Max Smeets is a Senior Researcher at the Center for Security Studies (CSS) at ETH Zurich. His current book project focuses on the causes underlying cyber proliferation and restraint. He has also published widely on cyber statecraft, strategy and risk. Next to his scholarly publications, Max is a frequent contributor to policy outlets, including Washington Post, Lawfare, War on the Rocks, Slate, Cipher Brief, and CFR. Max is co-founder and Director of the European Cyber Conflict Research Initiative (ECCRI.eu), an organization promoting the interdisciplinary study of cyber conflict and statecraft in Europe and beyond. He was previously a postdoctoral fellow and lecturer at Stanford University CISAC and a College Lecturer at Keble College, University of Oxford. He has also held research and fellowship positions at New America, Columbia University SIPA, Sciences Po CERI, and NATO CCD COE.

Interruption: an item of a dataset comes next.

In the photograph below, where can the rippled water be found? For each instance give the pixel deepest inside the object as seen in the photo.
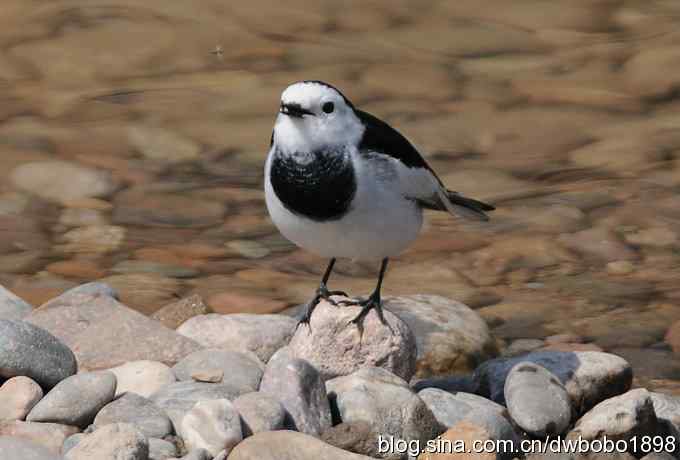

Explaining the Diffusion of Military Cyber Organizations
In recent years, a growing number of states have established a military cyber organization to conduct offensive cyber operations. The predominant explanation among scholars and policymakers is a realist one: states are encouraged to establish these military organizations to ensure their security in the 21st century. This study advances an alternative explanation of organizational diffusion, emphasizing the role of socialization state’s identity formation. This article conducts a mixed methods study. I create a new cross-national dataset, and find that a country with friendly states which have launched a military cyber organization is significantly more likely to follow. I subsequently conduct a case study analysis of the Dutch establishment of their cyber command using primary and secondary sources. The article shows that Dutch decision to develop these capabilities was strongly influenced by a desire to emulate its allies and project the image of a military at the forefront of warfighting. In a time of severe military budget cuts, the Netherlands could still proclaim it is part of a modernizing transatlantic security community for a small price. These findings challenge prevailing conceptions of a 21st century cyber arms race and the future of cyber conflict.